Dr. Robert Diaz Castillo was born July 31, 1943 in Phoenix, Arizona. His grandparents came to the United States in 1890 from Sonora, Mexico. He lived with his family in the same place, 1202 S. 14th St. in south Phoenix (Cuatro Milpas Barrio), all of his life. Dr. Castillo attended Ann Ott, Monroe, and Silvestre Herrera Elementary Schools. He graduated from Phoenix Union High School, Phoenix College, and Arizona State University.

Dr. Castillo's first civil rights memory was when a neighbor led a boycott of Rainbo Bakeries because Rainbo wouldn't hire Mexicans in the bakery. He also witnessed the dispute over desegregation of the public pools and of the school lunch counters. Dr. Castillo became aware of his strong heritage through Tio José Alvarado.

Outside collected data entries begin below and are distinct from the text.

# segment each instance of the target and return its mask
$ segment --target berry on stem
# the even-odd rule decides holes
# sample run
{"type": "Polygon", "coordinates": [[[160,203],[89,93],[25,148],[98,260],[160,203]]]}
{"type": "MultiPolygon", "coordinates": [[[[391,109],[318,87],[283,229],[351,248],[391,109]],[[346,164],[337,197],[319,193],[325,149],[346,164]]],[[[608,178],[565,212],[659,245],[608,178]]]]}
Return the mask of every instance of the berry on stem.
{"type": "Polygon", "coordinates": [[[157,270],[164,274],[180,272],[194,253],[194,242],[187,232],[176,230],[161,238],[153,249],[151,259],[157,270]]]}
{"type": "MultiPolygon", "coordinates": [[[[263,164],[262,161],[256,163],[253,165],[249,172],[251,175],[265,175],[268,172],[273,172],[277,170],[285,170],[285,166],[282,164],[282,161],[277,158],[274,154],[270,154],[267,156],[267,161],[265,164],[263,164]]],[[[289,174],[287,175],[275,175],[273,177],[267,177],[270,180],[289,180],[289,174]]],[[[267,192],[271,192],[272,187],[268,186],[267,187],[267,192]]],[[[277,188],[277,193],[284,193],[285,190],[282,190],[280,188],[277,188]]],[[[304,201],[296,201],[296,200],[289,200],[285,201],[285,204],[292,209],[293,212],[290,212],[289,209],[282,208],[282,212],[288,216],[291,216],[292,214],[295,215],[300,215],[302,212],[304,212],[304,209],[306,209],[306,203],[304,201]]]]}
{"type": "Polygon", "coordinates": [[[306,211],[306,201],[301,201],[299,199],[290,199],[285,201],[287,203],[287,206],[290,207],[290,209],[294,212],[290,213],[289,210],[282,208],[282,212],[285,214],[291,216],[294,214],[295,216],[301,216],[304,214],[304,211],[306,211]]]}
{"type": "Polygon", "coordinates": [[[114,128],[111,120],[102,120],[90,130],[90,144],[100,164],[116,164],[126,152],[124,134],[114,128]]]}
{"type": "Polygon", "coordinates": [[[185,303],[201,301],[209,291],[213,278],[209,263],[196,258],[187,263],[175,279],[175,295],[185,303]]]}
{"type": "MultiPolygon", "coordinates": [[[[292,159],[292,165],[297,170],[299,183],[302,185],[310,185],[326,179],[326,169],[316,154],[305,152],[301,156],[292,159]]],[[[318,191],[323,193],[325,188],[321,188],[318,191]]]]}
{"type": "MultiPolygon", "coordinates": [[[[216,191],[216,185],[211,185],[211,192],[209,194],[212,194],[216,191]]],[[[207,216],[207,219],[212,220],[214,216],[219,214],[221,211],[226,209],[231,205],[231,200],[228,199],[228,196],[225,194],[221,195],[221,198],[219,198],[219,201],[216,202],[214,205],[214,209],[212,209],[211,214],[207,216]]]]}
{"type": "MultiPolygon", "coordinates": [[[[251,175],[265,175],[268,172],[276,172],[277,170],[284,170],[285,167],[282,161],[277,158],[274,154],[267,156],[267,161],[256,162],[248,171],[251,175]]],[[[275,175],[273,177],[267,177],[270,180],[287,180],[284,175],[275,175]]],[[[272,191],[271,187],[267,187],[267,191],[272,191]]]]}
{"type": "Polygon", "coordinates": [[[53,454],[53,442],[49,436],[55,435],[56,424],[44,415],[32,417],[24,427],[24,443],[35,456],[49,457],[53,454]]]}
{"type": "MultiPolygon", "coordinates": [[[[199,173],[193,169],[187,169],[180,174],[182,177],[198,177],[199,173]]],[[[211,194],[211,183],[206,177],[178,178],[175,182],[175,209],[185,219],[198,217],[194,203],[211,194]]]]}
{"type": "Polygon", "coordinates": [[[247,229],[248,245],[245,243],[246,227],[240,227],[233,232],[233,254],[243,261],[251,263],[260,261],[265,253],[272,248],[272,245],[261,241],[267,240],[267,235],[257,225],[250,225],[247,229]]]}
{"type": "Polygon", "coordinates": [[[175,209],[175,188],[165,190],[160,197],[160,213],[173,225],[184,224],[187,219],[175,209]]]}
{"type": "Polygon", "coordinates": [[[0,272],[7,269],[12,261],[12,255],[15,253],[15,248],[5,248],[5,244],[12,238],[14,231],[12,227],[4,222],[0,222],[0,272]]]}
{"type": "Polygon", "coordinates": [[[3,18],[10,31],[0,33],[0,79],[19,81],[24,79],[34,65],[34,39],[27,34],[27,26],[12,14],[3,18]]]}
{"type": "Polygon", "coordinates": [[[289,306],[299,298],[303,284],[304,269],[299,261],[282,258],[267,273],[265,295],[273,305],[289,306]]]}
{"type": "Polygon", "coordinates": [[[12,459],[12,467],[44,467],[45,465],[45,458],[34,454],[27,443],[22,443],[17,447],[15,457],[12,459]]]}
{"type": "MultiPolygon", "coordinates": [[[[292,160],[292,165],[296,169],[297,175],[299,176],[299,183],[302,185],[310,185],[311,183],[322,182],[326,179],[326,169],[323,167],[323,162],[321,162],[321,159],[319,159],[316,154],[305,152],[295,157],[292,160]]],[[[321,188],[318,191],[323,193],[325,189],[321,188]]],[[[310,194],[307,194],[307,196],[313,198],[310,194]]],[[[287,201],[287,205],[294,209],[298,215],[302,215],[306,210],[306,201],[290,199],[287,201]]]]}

Dr. Robert Diaz Castillo served in the U.S. Army as a medic in Viet Nam, 1967-70. Subsequently, he attended the University of Arizona School of Medicine and the 5th Pathways Program. He started his


residency at Maricopa County Medical Center.

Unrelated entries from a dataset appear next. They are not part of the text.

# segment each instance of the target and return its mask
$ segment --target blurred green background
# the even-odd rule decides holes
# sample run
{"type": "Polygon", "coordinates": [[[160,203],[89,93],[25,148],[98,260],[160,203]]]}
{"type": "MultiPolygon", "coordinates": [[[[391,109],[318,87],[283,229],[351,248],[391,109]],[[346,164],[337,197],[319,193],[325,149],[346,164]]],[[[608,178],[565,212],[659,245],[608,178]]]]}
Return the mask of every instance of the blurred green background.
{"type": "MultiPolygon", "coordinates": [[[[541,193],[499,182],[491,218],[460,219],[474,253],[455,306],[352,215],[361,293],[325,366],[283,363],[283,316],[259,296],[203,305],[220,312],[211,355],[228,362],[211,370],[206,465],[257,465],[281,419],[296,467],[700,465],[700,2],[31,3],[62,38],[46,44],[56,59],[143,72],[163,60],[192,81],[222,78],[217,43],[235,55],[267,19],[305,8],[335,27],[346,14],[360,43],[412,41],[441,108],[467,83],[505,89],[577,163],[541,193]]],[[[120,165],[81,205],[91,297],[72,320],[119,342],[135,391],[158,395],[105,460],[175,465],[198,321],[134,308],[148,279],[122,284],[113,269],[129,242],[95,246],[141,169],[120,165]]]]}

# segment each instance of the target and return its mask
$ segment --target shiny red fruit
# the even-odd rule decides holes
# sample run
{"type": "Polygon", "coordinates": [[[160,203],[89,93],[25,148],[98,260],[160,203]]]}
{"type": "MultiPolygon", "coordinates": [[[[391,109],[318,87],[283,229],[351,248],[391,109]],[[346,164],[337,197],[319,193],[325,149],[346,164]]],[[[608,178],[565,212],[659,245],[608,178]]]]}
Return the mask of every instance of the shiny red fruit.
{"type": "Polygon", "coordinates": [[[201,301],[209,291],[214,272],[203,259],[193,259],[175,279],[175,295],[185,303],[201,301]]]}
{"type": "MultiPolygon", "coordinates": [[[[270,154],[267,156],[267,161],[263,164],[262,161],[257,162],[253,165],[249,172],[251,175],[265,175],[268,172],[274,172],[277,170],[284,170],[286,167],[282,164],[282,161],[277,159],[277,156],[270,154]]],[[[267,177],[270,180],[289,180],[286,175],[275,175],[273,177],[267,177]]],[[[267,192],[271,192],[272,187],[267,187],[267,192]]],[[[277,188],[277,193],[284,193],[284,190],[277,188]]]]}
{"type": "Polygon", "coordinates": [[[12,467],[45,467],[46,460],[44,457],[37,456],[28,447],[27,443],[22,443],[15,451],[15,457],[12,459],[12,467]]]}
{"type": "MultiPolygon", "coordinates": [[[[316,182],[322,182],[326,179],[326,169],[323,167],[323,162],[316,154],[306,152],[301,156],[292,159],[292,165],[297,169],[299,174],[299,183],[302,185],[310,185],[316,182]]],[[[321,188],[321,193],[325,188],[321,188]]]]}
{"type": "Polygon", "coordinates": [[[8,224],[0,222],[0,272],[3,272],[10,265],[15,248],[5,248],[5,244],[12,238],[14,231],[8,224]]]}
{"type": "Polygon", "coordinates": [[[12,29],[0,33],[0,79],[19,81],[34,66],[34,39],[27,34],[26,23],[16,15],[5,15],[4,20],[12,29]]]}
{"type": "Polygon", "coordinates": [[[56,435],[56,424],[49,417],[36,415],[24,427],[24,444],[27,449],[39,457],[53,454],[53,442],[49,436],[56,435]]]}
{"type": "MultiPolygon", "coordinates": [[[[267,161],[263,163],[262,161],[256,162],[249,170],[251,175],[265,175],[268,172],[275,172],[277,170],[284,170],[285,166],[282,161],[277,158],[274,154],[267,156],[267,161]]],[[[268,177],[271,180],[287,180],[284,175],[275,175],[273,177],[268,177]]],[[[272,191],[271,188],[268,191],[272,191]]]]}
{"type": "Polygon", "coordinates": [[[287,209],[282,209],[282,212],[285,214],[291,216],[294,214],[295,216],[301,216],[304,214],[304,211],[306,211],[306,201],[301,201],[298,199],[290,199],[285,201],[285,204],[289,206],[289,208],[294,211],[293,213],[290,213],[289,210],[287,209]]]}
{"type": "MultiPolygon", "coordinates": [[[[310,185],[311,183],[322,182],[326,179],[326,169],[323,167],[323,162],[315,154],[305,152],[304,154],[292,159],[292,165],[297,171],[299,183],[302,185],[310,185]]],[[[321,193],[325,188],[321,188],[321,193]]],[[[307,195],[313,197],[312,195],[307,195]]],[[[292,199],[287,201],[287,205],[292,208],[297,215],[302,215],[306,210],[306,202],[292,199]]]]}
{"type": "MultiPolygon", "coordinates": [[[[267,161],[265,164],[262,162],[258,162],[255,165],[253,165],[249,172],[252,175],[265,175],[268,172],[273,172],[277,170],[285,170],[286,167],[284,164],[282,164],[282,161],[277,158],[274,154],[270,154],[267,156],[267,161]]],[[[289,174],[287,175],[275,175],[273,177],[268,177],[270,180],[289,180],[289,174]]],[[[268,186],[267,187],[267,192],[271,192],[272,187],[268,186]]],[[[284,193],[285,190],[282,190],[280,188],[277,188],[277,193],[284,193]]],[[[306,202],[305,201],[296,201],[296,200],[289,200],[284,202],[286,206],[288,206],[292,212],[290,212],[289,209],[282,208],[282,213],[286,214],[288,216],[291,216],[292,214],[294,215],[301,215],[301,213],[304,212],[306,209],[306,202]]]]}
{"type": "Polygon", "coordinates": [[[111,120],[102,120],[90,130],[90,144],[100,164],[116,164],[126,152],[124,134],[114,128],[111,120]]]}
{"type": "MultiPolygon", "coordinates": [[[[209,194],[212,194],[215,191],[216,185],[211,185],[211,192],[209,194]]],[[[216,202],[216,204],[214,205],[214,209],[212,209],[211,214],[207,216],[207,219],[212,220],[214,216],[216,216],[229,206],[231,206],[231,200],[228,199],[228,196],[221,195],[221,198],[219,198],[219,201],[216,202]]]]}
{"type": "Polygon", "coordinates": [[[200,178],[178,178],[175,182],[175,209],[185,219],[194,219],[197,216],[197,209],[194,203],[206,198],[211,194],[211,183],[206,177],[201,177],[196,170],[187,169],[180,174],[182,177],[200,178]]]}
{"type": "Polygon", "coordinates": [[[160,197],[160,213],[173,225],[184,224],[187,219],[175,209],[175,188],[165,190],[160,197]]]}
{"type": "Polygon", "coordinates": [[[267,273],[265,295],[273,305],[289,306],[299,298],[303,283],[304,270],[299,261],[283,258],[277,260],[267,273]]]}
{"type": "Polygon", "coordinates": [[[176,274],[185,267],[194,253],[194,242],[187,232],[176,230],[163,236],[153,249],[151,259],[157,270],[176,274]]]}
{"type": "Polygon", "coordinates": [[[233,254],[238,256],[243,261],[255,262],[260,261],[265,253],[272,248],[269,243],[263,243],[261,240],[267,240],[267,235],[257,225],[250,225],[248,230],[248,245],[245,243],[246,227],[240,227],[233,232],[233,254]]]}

Dr. Castillo's goal at the completion of psychiatric residency was to work concurrently in South Phoenix as a psychiatrist in the private sector and on a part-time basis for a community-based mental health agency. This seemed important to him because there was a scarcity of psychiatrists, especially Spanish-speaking psychiatrists, in an area predominantly populated by Hispanics. Dr. Castillo wanted to be able to provide psychiatry within his community and share, whenever possible, his expertise in misunderstood disorders such as obsessive compulsive disorder, conduct disorders, oppositional defiant disorder, depression, psychosis, anxiety, personality disorders, and attention deficit disorder (ADD). Dr. Castillo hoped to teach. He hoped to be a member of a committee that would provide a positive direction in the delivery of service or would contribute to the process of psychiatry in one form or another to the Hispanic community. Ultimately, Dr. Castillo planned to teach those individuals to cope and to live with their disorders.